Weshalb unterscheiden sich die Nominierungen so stark von andern Hitparaden? Ganz einfach weil die meisten (nicht alle!) Großkritiker kein Auge auf die Breite des deutschen Theaters mehr werfen sondern ausschließlich in den Großstädten die Großmeister besprechen.
Die Zeiten als ein kleines Theater wie Baden-Baden mit einem jungen Regisseur namens Jean-Pierre Ponelle oder Ulm mit einem jungen Regisseur namens Peter Zadek zum Theatertreffen eingeladen wurden, sind leider vorbei. Darum ist die breitere Betrachtungsweise des Faust hilfreich und notwendig.
Dem Lob für Matthes kann man nur zustimmen!

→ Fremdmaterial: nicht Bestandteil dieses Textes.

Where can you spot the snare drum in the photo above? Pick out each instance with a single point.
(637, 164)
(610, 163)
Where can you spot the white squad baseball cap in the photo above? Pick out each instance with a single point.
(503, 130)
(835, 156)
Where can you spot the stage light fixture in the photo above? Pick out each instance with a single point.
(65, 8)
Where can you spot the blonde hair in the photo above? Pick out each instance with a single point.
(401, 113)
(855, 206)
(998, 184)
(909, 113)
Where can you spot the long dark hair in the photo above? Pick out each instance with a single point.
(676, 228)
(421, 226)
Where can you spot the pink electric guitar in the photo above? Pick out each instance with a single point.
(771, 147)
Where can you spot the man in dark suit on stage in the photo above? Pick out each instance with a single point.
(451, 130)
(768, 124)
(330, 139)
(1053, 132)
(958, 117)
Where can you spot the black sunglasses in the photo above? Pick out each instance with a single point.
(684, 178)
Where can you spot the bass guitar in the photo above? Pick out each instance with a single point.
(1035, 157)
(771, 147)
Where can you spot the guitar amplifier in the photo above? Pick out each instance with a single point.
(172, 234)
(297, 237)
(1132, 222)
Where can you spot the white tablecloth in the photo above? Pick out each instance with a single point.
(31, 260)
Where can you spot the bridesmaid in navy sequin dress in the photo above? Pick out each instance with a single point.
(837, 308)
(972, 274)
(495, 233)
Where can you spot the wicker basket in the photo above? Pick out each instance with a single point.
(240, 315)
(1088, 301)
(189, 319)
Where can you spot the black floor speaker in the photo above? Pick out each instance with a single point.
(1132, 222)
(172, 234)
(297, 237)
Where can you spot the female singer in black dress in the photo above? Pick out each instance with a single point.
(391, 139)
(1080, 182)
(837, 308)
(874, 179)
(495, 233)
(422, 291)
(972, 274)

Die kleineren Häuser, so munkelt man untereinander, werden (wenn überhaupt) dann nur nominiert, weil sie auch einfach mal dran sind. Damit es nicht so wirkt, als würde man das Augenmerk nur auf die Großen legen.
Meiner Meinung nach sollte in die Jury-Entscheidung auch folgendes Kriterium fließen: Unter welchen Bedingungen müssen Schauspieler, Regisseure und Bühnenbildner an kleineren Häusern oft arbeiten – und was ist aus diesen Voraussetzungen entstanden.
Und, um gerecht zu urteilen, sollten alle Jury- und Akademie-Mitglieder sich wirklich alle nominierten Inszenierungen ansehen. Wenn das nicht zu schaffen ist, muss das System grundlegend geändert werden!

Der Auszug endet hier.